Publié le 04 octobre 2025. L’étude du microbiome intestinal d’une centenaire révèle des surprises : une flore bactérienne exceptionnellement jeune, suggérant un lien fort entre alimentation, style de vie et longévité.
- Le microbiome d’une femme de 117 ans présentait une diversité bactérienne comparable à celle de personnes plusieurs décennies plus jeunes.

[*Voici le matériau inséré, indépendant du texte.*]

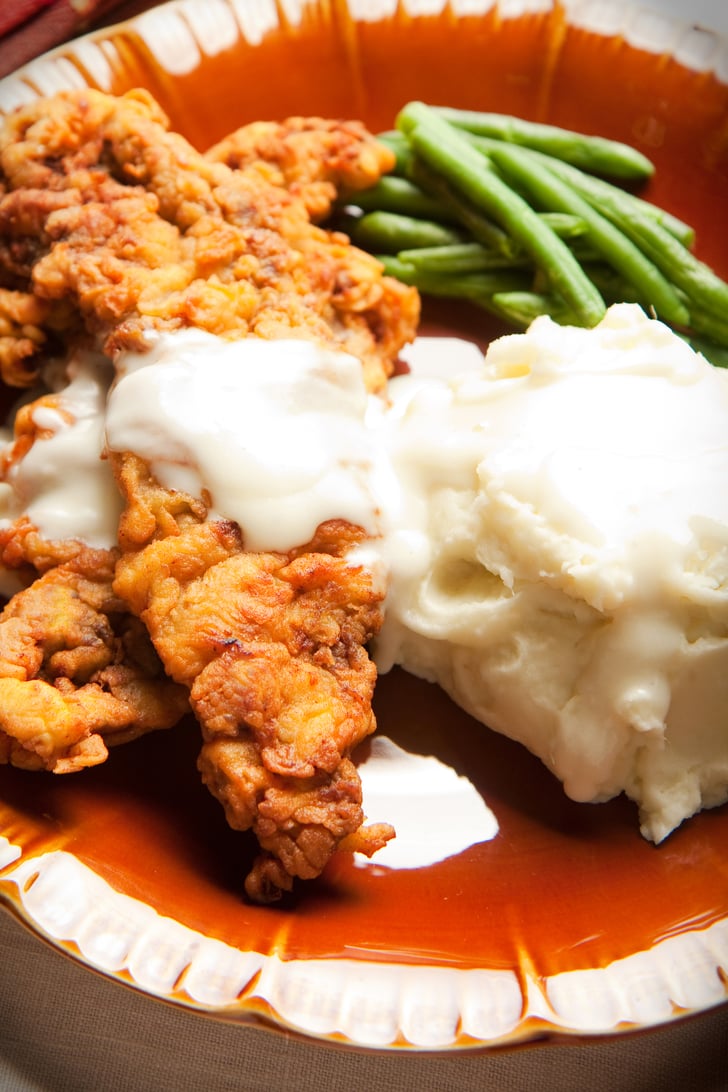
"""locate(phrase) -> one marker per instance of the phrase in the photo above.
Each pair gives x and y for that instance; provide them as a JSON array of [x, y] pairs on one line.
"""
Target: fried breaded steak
[[110, 227]]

- Ce profil exceptionnel serait lié à son alimentation, riche en yaourts et en régime méditerranéen.
- Les chercheurs soulignent l’importance du mode de vie, au-delà de la génétique, pour la santé et la longévité.
La centenaire María Branyas Morera, décédée en 2024, avait accepté de léguer des échantillons de son microbiome intestinal avant sa mort. Les analyses, publiées dans la revue « Cell Reports Medicine », ont révélé une composition bactérienne remarquable, qui détonne avec le vieillissement naturel de cette communauté microbienne.
Avec l’âge, la flore intestinale a tendance à perdre de sa diversité. Les bactéries bénéfiques diminuent, laissant place à des espèces moins utiles, ce qui fragilise le système immunitaire des personnes âgées. Chez Mme Branyas, le constat fut tout autre. Son microbiome affichait une richesse bactérienne digne de personnes beaucoup plus jeunes, notamment en ce qui concerne les Bifidobacteriaceae. Cette famille de bactéries est connue pour son rôle essentiel dans le soutien immunitaire, la régulation du cholestérol et la protection contre les affections gastro-intestinales.
Les scientifiques ont rapidement identifié l’alimentation comme un facteur clé de cette longévité intestinale. María Branyas consommait quotidiennement trois yaourts enrichis en cultures bactériennes vivantes, tout en suivant un régime méditerranéen typique. Ce dernier met l’accent sur les légumes, les fruits, les légumineuses et les céréales complètes, l’huile d’olive, tout en limitant la viande rouge et les produits transformés.
Les yaourts et autres aliments fermentés, comme le kéfir, le kombucha, la choucroute ou le kimchi, sont d’excellentes sources de probiotiques, ces bactéries vivantes bénéfiques. Cependant, pour prospérer, ces micro-organismes ont besoin de « nourriture » : les prébiotiques. Ces fibres alimentaires, présentes dans les fruits, les légumes et les céréales complètes, constituent le substrat idéal pour bâtir et maintenir une flore intestinale saine et diversifiée.
L’étude suggère que la longévité exceptionnelle de María Branyas résultait d’une combinaison complexe de facteurs : une génétique favorable, un métabolisme efficace, une inflammation limitée et, de manière significative, un microbiome intestinal particulièrement bien préservé. Son cas met en lumière le rôle prépondérant du mode de vie, offrant un contrepoint essentiel à l’idée que seuls les gènes déterminent notre santé et notre espérance de vie.
Bien qu’il n’existe pas une unique flore intestinale « parfaite », les experts s’accordent sur le fait qu’une plus grande variété de micro-organismes est synonyme de meilleure santé. Pour favoriser une communauté bactérienne diversifiée et robuste, il est recommandé de :
- Consommer régulièrement des produits fermentés tels que le yaourt nature, le kéfir ou la choucroute.
- Privilégier les légumes, les fruits, les légumineuses et les produits à base de céréales complètes.
- Limiter sa consommation de sucre et d’aliments ultra-transformés.
- Adopter le régime méditerranéen comme modèle nutritionnel.
Bien que ces habitudes ne garantissent pas une vie centenaire, elles contribuent significativement à réduire les risques de développer des maladies chroniques telles que le diabète de type 2, certains cancers ou des pathologies cardiovasculaires.